About Podcast Episode
OpenID4VC (OpenID for Verifiable Credentials) is a protocol for exchanging verifiable credentials in a decentralized identity environment. Its work is being conducted in the OpenID Foundation, in liaison with the Decentralized Identity Foundation (DIF) and with working groups in International Organization for Standardization (ISO).
The goal of OpenID4VC is to provide a simple and interoperable way to exchange credentials between different decentralized identity systems.
OpenID4VC supports three main use cases:
- Credential Issuance – OpenID4VC provides a way to issue verifiable credentials in a decentralized way
- Credential Presentation – OpenID4VC enables users to present their credentials in a verifiable way, without revealing unnecessary personal information.
- Pseudonymous User Authentication – OpenID4VC allows users to authenticate themselves without revealing their real identity.
The focus on these three use cases means that OpenID4VC purposefully isn’t focused on supporting a broader set of trust tasks that other protocols such as DIDComm aim to support.
Some core themes throughout this conversation were interoperability and avoiding locking into a specific implementation.

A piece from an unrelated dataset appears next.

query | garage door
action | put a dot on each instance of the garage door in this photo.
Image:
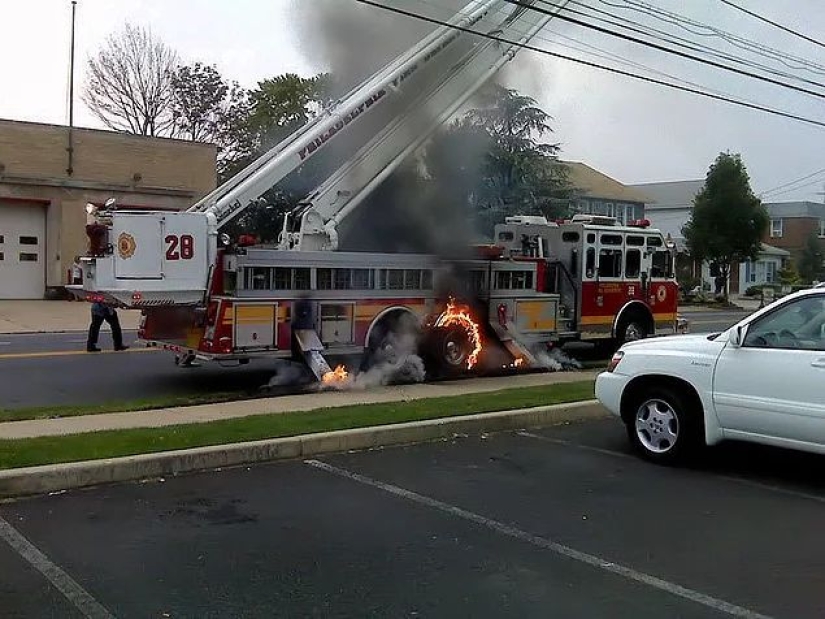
(22, 251)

The implementation of new formats for credentials can create obstacles for adoption, so providing a simple and secure credential agnostic protocol can help with interoperability, and therefore adoption.

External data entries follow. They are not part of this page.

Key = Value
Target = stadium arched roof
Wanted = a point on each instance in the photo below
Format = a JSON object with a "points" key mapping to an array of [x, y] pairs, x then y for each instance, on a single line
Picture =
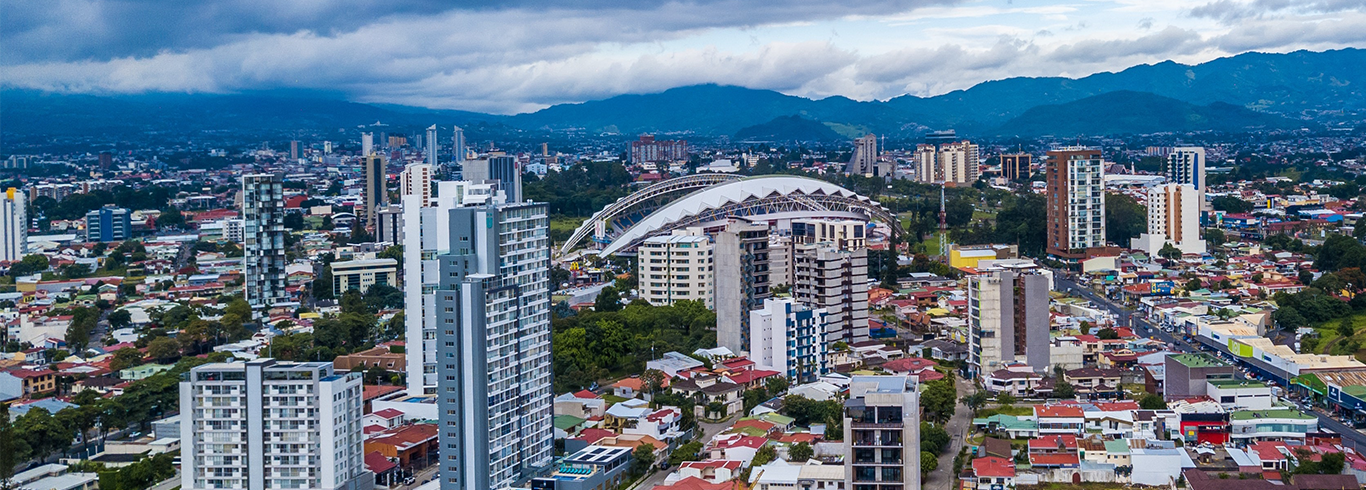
{"points": [[772, 194]]}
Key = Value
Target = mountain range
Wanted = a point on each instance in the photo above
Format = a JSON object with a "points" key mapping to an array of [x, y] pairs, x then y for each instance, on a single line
{"points": [[1232, 94]]}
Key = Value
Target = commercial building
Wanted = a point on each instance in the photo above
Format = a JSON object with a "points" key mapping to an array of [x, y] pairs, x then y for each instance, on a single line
{"points": [[376, 187], [1189, 374], [108, 224], [271, 425], [883, 433], [649, 150], [1172, 219], [362, 275], [1075, 204], [493, 347], [866, 160], [836, 280], [1008, 321], [741, 277], [675, 268], [14, 225], [262, 217], [1016, 165], [790, 337], [496, 168]]}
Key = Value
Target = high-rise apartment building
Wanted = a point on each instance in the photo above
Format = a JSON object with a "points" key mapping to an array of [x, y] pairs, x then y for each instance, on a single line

In designing OpenID4VC, it was made a priority to support different credentials formats, identifiers, cryptography suites and trust management mechanisms. This spreadsheet should give a good idea of the complexity of the landscape of credential profiles and more.
As we’re reaching mid-March 2023, OpenID4VC seems to be gaining significant traction in the decentralized identity community. It has been incorporated into various industry standards, including the ISO/IEC 29184-8 standard for decentralized identity, and its issuance and verification protocols (OpenID4CI and OpenID4VP using SIOPv2) have been made “MUSTS” in the European Union’s Digital Identity Wallet Architecture and Reference Framework.
I was fortunate in this latest podcast to sit down and chat with Torsten Lodderstedt, one of the co-authors of the OpenID4VC specification. I hope you enjoy the discussion and find it as informative as I did.
In this podcast episode with Torsten, him and I discuss,
- OpenID4VC’s background, and its relationship to oAuth2 and OpenID Connect.
- How verifiable credential issuances and verifications are done using OpenID4CI and OIDC4VP (+ why Presentation Exchange was chosen as the verification protocol).
- Decisions behind supporting different credentials formats, identifiers, cryptography suites and trust management mechanisms.
- How OpenID4VC fits within the ToIP Hourglass Model (from the ToIP Technical Architecture Specification).
- How OpenID4VC can be used in conjunction with other protocols such as DIDComm to bootstrap workflows.
- Does OpenID4VC combined with trust frameworks help to solve the NASCAR problem we face today on the internet?
- SIOP: the protocol to exchange cryptographically verifiable identifiers and authenticate using the key material controlled by the End-User.
- Using OpenID4CI for ISO 18013-5 (mDL) to move away from wallet-specific credential issuance and towards an interoperable way of exchanging verifiable credentials between different decentralized identity systems.
Dr.-Ing. Torsten Lodderstedt is founder of Tuconic, a consulting firm specialising in digital identity and API-based software architectures, with more than 15 years experience in developing and running large scale consumer identity services. In his previous positions, he helped organisations in public, banking, railway communication, and telecommunication domains to implement highly-scalable and secure services. Torsten regularly contributes to identity standards, currently focusing on decentralized identity and global identity networks. He is co-author of OpenID for Verifiable Credentials and OAuth 2.1, and co-chairs the GAIN PoC community group.